Il cuore e la tenebra
di Giuseppe CulicchiaMondadori
Narrativa
ISBN 978-8804708032
Cartaceo 14,45€
Ebook 9,99€
Sinossi
Giulio, trent'anni superati da poco, viene raggiunto dalla notizia della morte del padre. Famoso direttore d'orchestra, si era trasferito anni prima a Berlino, dove era stato nominato direttore della Filarmonica. Ossessionato dall'esecuzione della Nona Sinfonia diretta da Furtwängler nel 1942 per il compleanno di Hitler, aveva costretto l'orchestra a migliaia di prove estenuanti per ripeterla identica. La rivolta dei musicisti e l'accusa di nazismo che ne era seguita avevano troncato la sua carriera. Sullo sfondo di una Berlino in costante mutazione, Giulio intraprende il suo viaggio per raccogliere i pezzi della vita di quel padre scomparso improvvisamente e che aveva visto così poco dopo che aveva lasciato la madre e lui e suo fratello ancora bambini. Tocca a Giulio occuparsi di tutto e, nell'appartamento berlinese, tra gli oggetti, i libri e i file personali, quella che piano piano prende forma davanti ai suoi occhi è una nuova immagine del padre, una nuova storia.
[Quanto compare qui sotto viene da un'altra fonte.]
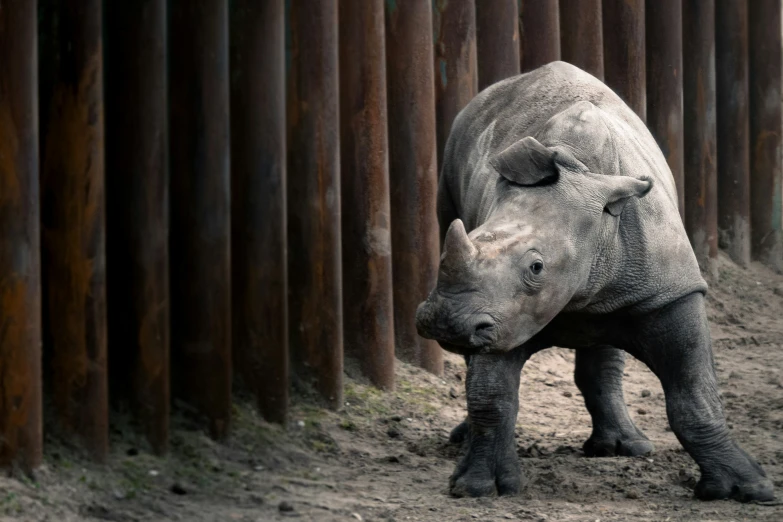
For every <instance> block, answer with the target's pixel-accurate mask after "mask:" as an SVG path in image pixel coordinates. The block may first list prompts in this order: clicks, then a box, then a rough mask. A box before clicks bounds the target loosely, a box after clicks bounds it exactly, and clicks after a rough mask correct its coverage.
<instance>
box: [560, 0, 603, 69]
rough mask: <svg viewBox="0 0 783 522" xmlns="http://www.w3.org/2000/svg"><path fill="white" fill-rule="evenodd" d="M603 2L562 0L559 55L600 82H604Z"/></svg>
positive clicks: (560, 23)
mask: <svg viewBox="0 0 783 522" xmlns="http://www.w3.org/2000/svg"><path fill="white" fill-rule="evenodd" d="M602 19H603V17H602V13H601V0H560V52H561V55H562V59H563V61H566V62H568V63H571V64H574V65H576V66H577V67H579V68H580V69H582V70H584V71H587V72H589V73H590V74H592V75H593V76H595V77H596V78H598V79H599V80H603V79H604V35H603V23H602Z"/></svg>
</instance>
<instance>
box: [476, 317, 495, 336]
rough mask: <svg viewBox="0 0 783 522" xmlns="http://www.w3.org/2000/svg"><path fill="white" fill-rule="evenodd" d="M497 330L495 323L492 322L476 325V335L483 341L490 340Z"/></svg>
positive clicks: (481, 322)
mask: <svg viewBox="0 0 783 522" xmlns="http://www.w3.org/2000/svg"><path fill="white" fill-rule="evenodd" d="M494 330H495V323H494V322H492V321H481V322H480V323H478V324H476V327H475V330H474V335H476V336H478V337H481V338H483V339H486V340H489V339H490V338H491V337H492V332H493V331H494Z"/></svg>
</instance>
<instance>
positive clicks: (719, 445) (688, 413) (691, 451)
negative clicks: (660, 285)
mask: <svg viewBox="0 0 783 522" xmlns="http://www.w3.org/2000/svg"><path fill="white" fill-rule="evenodd" d="M634 322H635V323H636V324H634V325H633V330H634V334H633V336H634V337H635V339H636V340H635V342H632V343H630V346H631V347H632V350H634V351H631V353H632V354H633V355H635V356H637V357H638V358H639V359H641V360H642V361H644V362H645V363H646V364H647V365H648V366H649V367H650V369H651V370H652V371H653V372H654V373H655V374H656V375H657V376H658V378H659V379H660V380H661V384H662V385H663V390H664V394H665V396H666V413H667V416H668V418H669V425H670V426H671V427H672V431H674V434H675V435H676V436H677V439H678V440H679V441H680V443H681V444H682V445H683V447H684V448H685V450H686V451H687V452H688V453H689V454H690V455H691V457H693V459H694V460H695V461H696V463H697V464H698V465H699V468H700V470H701V479H700V480H699V482H698V484H697V485H696V488H695V492H694V493H695V495H696V496H697V497H698V498H701V499H703V500H712V499H725V498H732V499H735V500H739V501H742V502H749V501H753V500H758V501H768V500H773V499H774V498H775V496H774V488H773V485H772V482H771V481H770V480H769V479H768V478H767V476H766V473H765V472H764V470H763V469H762V468H761V466H760V465H759V464H758V463H757V462H756V461H755V460H754V459H753V458H752V457H750V455H748V454H747V453H746V452H745V451H744V450H743V449H742V448H741V447H740V446H739V445H738V444H737V443H736V442H735V441H734V439H733V438H732V436H731V433H730V432H729V430H728V428H727V426H726V418H725V416H724V413H723V406H722V404H721V401H720V397H719V395H718V385H717V379H716V376H715V367H714V360H713V354H712V347H711V345H710V332H709V325H708V322H707V314H706V311H705V309H704V297H703V295H702V294H700V293H695V294H691V295H689V296H686V297H684V298H682V299H680V300H679V301H677V302H675V303H673V304H671V305H669V306H667V307H666V308H664V309H663V310H660V311H658V312H657V313H656V314H651V316H650V317H649V318H647V319H646V320H640V321H634Z"/></svg>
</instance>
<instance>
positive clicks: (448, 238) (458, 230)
mask: <svg viewBox="0 0 783 522" xmlns="http://www.w3.org/2000/svg"><path fill="white" fill-rule="evenodd" d="M443 252H444V254H445V258H446V259H448V260H449V262H450V263H455V264H465V263H467V262H469V261H470V260H471V259H472V258H473V257H474V256H475V255H476V254H477V253H478V250H477V249H476V247H475V246H474V245H473V243H472V242H471V241H470V238H469V237H468V233H467V232H466V231H465V224H464V223H462V220H461V219H455V220H454V221H452V222H451V225H450V226H449V230H448V231H447V232H446V239H445V240H444V242H443Z"/></svg>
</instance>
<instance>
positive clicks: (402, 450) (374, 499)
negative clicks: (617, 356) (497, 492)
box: [0, 257, 783, 522]
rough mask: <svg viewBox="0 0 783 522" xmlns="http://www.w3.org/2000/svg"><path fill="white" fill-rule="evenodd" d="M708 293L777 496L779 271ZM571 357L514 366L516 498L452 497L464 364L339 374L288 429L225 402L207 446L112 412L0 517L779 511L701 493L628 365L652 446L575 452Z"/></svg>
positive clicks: (5, 478)
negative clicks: (108, 458)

Culicchia scrive un romanzo che racconta e riflette su amore, fallimento, ossessione, e sul rapporto tra padri e figli. Sulla nostalgia di ciò che è passato e non tornerà più e di ciò che non è mai accaduto, di ciò che non siamo riusciti a far accadere. E allora come si colmano i vuoti da noi stessi creati? Che cosa significa fallire? Cosa significa per un padre lasciare i figli? E per i figli crescere con un amore spezzato a metà? Può un'ossessione salvarci dal rimorso e dal rimpianto? Può un orrore che è altro da noi salvarci dalla nostra personale tenebra?